It’s been touted as a breakthrough study that ends what the National Hockey League still considers a debate. A multi-university analysis published last month claims to conclusively demonstrate that repetitive head impacts are a definitive cause of CTE, or Chronic Traumatic Encephalopathy, the degenerative brain disease that’s been found in athletes with a history of taking head hits.
It’s authored by 14 of the leading experts in the field, that analyzed data using a methodology that once helped cement the cause-and-effect link between smoking and lung cancer — another accepted truth once called into question by a big industry with something to lose.
“The evidence is conclusive,” said Chris Nowinski, CEO of the Concussion Legacy Foundation and one of the study’s 14 authors.
“THE DEBATE IS OVER ON CTE!” tweeted Allan Walsh, the agent to NHL players such as Jonathan Huberdeau and Marc-André Fleury. “Waiting for statement from Gary Bettman and the NHL.”
There was decidedly less jubilation about the study’s publication emanating from the NHL head office. Bettman, the league’s commissioner, has long insisted there is “no conclusive link” between repetitive head impacts and CTE, which has been found in a long list of league alumni — among them Stan Mikita, Bob Probert and Rick Martin. And the publication of this latest study apparently has not changed the league’s view.

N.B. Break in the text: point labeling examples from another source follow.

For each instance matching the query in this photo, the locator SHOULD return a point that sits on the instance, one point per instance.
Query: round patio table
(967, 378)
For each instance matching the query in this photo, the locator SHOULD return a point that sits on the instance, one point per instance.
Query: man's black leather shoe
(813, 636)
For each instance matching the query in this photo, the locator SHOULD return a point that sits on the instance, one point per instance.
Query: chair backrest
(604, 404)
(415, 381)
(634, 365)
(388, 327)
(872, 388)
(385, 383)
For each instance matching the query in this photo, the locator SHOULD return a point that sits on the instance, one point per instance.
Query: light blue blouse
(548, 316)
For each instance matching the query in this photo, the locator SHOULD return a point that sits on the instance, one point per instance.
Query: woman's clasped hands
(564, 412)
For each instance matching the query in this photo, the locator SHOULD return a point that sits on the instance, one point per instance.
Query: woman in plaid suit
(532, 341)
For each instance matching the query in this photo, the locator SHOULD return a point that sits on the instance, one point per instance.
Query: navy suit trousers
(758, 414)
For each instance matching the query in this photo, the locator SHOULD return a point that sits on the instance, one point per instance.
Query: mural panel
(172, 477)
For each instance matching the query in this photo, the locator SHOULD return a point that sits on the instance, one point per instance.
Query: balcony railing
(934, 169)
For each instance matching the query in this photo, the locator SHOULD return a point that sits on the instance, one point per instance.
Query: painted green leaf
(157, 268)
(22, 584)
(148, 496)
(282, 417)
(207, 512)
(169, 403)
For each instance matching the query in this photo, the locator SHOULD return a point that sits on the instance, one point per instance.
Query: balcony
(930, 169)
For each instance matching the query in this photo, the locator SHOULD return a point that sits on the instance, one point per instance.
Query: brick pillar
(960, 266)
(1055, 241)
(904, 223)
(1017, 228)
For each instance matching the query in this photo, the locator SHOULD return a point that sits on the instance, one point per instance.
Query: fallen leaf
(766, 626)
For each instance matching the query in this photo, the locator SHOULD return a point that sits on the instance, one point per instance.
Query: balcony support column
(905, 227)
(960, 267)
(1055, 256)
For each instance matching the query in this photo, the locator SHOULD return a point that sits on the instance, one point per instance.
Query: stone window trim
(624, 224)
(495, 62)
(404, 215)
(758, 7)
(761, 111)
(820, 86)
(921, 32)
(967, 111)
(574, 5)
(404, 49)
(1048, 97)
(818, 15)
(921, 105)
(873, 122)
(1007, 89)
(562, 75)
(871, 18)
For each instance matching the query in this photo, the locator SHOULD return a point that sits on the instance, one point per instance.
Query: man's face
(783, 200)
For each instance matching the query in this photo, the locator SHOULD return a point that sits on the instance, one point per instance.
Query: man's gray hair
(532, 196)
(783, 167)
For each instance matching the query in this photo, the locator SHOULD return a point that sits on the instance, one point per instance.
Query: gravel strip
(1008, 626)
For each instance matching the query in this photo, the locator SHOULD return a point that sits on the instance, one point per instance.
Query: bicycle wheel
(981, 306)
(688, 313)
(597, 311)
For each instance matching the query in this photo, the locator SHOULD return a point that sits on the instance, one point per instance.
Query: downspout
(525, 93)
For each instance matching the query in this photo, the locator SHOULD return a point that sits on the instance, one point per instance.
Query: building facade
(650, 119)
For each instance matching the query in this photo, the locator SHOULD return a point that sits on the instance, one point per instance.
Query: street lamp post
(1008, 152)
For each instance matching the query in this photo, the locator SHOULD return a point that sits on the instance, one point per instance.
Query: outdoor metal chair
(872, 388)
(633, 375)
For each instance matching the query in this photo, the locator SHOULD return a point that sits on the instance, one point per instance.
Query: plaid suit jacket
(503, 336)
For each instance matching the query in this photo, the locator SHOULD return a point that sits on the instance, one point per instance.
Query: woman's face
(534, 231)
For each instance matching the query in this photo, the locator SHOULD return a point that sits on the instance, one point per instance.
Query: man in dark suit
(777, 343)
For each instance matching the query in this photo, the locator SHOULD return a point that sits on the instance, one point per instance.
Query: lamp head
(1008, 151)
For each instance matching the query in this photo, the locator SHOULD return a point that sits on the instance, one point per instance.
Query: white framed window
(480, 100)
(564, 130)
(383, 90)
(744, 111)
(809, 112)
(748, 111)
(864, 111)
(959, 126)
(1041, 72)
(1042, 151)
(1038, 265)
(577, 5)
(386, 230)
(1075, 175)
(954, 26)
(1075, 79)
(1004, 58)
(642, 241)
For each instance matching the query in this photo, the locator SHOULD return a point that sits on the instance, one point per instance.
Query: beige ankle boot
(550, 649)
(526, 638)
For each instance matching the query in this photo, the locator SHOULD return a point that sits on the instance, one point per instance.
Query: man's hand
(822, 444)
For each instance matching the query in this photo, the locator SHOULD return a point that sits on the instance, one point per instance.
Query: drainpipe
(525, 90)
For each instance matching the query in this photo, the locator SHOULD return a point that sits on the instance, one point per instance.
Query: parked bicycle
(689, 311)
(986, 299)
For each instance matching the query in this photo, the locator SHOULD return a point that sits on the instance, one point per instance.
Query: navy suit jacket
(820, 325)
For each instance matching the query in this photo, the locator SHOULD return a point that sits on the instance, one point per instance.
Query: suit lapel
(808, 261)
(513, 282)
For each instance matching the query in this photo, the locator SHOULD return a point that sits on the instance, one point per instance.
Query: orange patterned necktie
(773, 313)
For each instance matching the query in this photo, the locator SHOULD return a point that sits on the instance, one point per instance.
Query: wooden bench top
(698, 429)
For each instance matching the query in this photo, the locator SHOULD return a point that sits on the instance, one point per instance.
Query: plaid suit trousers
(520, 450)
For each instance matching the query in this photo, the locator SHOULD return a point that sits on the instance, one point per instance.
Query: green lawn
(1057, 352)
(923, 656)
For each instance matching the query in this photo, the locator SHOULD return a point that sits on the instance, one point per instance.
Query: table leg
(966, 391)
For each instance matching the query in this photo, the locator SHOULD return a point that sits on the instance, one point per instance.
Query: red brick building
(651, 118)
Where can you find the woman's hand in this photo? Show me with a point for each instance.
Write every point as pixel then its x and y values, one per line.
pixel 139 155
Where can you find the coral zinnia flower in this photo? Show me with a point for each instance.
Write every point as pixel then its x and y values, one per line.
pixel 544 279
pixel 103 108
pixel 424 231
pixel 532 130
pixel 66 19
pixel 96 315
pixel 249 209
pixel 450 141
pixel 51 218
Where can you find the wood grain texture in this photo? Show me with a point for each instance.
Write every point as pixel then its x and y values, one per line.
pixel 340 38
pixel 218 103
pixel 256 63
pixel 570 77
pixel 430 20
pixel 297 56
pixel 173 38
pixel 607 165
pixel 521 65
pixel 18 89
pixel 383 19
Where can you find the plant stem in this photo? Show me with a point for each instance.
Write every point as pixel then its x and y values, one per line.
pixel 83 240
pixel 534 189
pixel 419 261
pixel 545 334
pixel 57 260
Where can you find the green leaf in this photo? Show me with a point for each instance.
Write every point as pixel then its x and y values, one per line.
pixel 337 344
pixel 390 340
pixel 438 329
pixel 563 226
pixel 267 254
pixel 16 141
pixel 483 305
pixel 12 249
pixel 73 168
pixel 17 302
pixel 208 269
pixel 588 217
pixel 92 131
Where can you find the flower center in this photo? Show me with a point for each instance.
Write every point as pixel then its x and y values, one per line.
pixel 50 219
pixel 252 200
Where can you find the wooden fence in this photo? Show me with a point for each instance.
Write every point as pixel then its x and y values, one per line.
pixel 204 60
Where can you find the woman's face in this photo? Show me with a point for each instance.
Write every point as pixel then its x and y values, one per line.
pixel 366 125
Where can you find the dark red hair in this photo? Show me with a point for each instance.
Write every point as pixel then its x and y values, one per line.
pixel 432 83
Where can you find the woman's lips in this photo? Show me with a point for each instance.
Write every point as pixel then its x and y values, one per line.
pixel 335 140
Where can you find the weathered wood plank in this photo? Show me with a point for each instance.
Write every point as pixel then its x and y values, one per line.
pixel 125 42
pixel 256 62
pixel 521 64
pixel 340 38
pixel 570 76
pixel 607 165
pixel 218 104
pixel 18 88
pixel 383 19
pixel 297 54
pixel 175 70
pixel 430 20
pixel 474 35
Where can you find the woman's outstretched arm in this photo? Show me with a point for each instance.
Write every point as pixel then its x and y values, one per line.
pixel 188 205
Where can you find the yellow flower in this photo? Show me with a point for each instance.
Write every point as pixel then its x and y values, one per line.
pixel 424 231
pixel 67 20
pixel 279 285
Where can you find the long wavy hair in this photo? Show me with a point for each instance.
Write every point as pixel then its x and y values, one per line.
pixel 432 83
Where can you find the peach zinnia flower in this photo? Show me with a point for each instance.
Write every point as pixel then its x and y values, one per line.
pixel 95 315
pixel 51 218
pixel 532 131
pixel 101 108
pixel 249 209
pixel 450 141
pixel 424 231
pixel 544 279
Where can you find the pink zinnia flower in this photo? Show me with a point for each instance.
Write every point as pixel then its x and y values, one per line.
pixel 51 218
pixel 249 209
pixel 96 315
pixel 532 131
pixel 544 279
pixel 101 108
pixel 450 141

“A single medical article does not determine our view on these issues,” Bill Daly, the league’s deputy commissioner, wrote in an email. “We rely on the consensus opinion of medical experts to guide us. Currently that consensus view does not align with the conclusions reached in the article you forwarded.”
Nowinski did not sound surprised to hear of the NHL’s dug-in position.
“Bill Daly saying one scientific paper won’t change his view shows you that either he or the people he’s working for aren’t interested in thinking critically about this issue,” Nowinski said.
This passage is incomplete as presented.